Teruntuk senja yang jingga,
Hai, apa kabar senja? Bukankah kita sudah lama tak bertemu?
Oh, aku lupa. Aku lupa bahwa kita selalu bertemu. Bertemu di tempat yang sama
namun tak pernah bertegur sapa. Bertemu di waktu yang sama namun hanya
memandang mata. Bertemu di rasa yang sama namun tak sanggup berkata.
Tahun
lalu, aku masih ingat ketika aku bersamamu senja. Tertawa lepas tanpa alasan.
Beradu mulut tanpa takut ada yang terluka. Berdua tanpa peduli apa yang mereka
katakan tentang kita. Kita masih sedekat nadi. Masih ada kata kita diantara
kata. Masih ada. Masih sebelum akhirnya kita saling melepas. Melepas semua rasa
yang kau pendam. Melepas semua. Mungkin yang tersisa adalah aku yang tak pernah
mengerti dan kau yang berhenti peduli. Kau yang berpaling padanya dan berkata
bahwa takkan ada cinta yang lain lagi.
Kau yang berkata bahwa cintamu telah terganti.

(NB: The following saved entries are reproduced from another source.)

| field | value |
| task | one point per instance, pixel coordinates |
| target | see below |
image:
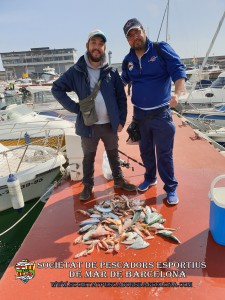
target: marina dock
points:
(193, 269)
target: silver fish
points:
(89, 221)
(168, 234)
(86, 228)
(154, 217)
(136, 216)
(95, 216)
(110, 215)
(103, 209)
(139, 244)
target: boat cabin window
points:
(218, 83)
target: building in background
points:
(34, 61)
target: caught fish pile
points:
(120, 221)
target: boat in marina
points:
(209, 72)
(18, 120)
(204, 98)
(35, 167)
(214, 117)
(217, 135)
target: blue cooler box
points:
(217, 212)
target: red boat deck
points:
(198, 257)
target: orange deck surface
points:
(51, 238)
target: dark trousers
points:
(156, 146)
(89, 145)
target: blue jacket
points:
(151, 75)
(76, 79)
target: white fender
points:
(15, 192)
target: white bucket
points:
(217, 211)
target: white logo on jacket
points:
(153, 58)
(130, 66)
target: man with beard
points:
(110, 106)
(150, 67)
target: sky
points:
(66, 24)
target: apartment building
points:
(35, 60)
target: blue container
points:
(217, 212)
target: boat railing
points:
(19, 156)
(54, 137)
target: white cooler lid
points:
(219, 196)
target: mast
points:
(167, 20)
(207, 53)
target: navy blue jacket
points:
(151, 75)
(76, 79)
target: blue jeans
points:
(156, 146)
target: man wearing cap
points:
(150, 68)
(110, 105)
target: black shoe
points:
(125, 185)
(86, 193)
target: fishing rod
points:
(131, 158)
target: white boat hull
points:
(31, 189)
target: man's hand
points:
(174, 100)
(120, 128)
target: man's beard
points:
(141, 46)
(95, 59)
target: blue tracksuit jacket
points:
(151, 76)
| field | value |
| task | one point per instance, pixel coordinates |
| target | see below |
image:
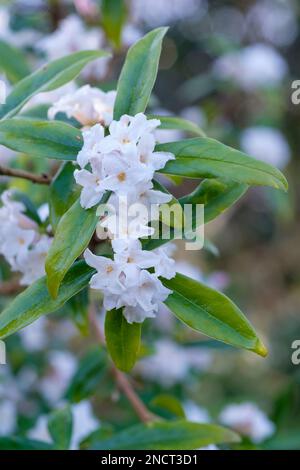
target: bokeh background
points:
(229, 67)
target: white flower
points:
(72, 36)
(247, 419)
(2, 92)
(266, 144)
(62, 368)
(87, 105)
(91, 140)
(254, 66)
(8, 417)
(166, 266)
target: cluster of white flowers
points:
(23, 247)
(248, 420)
(258, 65)
(72, 36)
(124, 163)
(88, 105)
(267, 144)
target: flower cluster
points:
(23, 247)
(124, 163)
(87, 105)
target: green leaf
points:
(90, 371)
(44, 139)
(114, 14)
(139, 74)
(78, 306)
(208, 158)
(72, 236)
(21, 443)
(172, 122)
(60, 426)
(35, 301)
(212, 313)
(63, 193)
(13, 62)
(168, 403)
(167, 435)
(216, 195)
(47, 78)
(122, 339)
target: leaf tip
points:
(261, 349)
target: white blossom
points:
(171, 363)
(2, 92)
(8, 417)
(255, 66)
(248, 420)
(87, 105)
(266, 144)
(72, 36)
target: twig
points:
(40, 179)
(122, 381)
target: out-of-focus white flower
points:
(2, 92)
(171, 363)
(84, 422)
(266, 144)
(161, 12)
(62, 367)
(88, 105)
(254, 66)
(248, 420)
(195, 413)
(34, 337)
(216, 280)
(8, 417)
(72, 36)
(274, 21)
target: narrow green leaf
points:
(208, 158)
(176, 123)
(216, 196)
(114, 14)
(63, 193)
(167, 435)
(47, 78)
(90, 370)
(212, 313)
(122, 339)
(13, 62)
(72, 236)
(22, 443)
(139, 74)
(78, 307)
(44, 139)
(60, 426)
(35, 301)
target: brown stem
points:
(121, 379)
(40, 179)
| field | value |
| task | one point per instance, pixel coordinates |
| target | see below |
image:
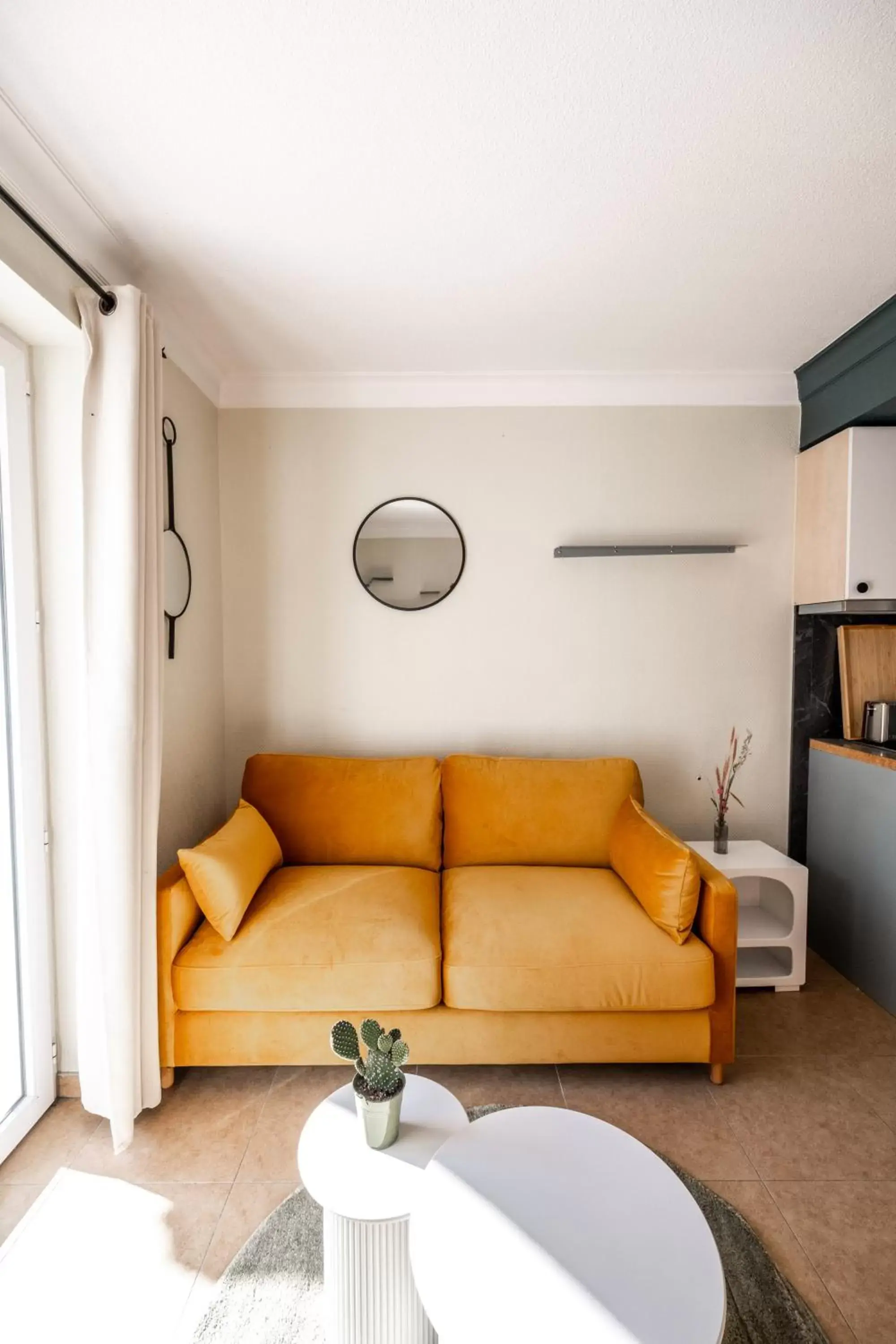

Kau yang merasa bahwa kita tak sehati. Katamu rasa ini mati. Sudah terlalu lama
terbalut sendu yang kubuat sendiri. Katamu aku tak pernah mengerti. Tak pernah
mengerti bahwa ini bukan ilusi. Ini bukanlah sebuah mimpi. Separuhnya kau
benar, separuhnya kau salah. Kau benar, aku tak pernah peduli. Tentang rasamu,
tentangmu yang selalu memandangku, tentangmu dan secangkir kopi kesukaanmu. Kau
salah, ingin aku tanyakan padamu, apakah
kau sadar bahwa kau tak pernah mengungkapkan rasamu padaku? Apakah ini
sepenuhnya salahku? Salahku yang tak pernah sadar kau mengungkapkan lewat
lakumu. Kau bukan satu satunya yang terluka. Sadarkah kau di balik gadis bodoh ini tersimpan sosok
perempuan yang tak ingin kau sakit? Sadarkah kau bahwa dalam diriku yang
mungkin tak pernah berarti apapun bagimu ini ada seorang perempuan yang sedang
menjaga cintanya hanya untukmu satu-satunya? Sadarkah kau bahwa dalam rumitnya
sikapku, tersembunyi seorang perempuan yang ingin kau seperhatian dulu
lagi. Sadarkah kau, aku sendiri menahan
nyeri. Berulang kulafal rasa sesaknya sama. Sadar pada akhirnya aku akan
sendiri.
Tapi lihat dan dengarlah senja.
Jika kau sekarang berpikir bahwa kau mengagumiku, mungkin
jawabannya iya. Jika kau berpikir bahwa kau memujaku, mungkin jawabannya iya.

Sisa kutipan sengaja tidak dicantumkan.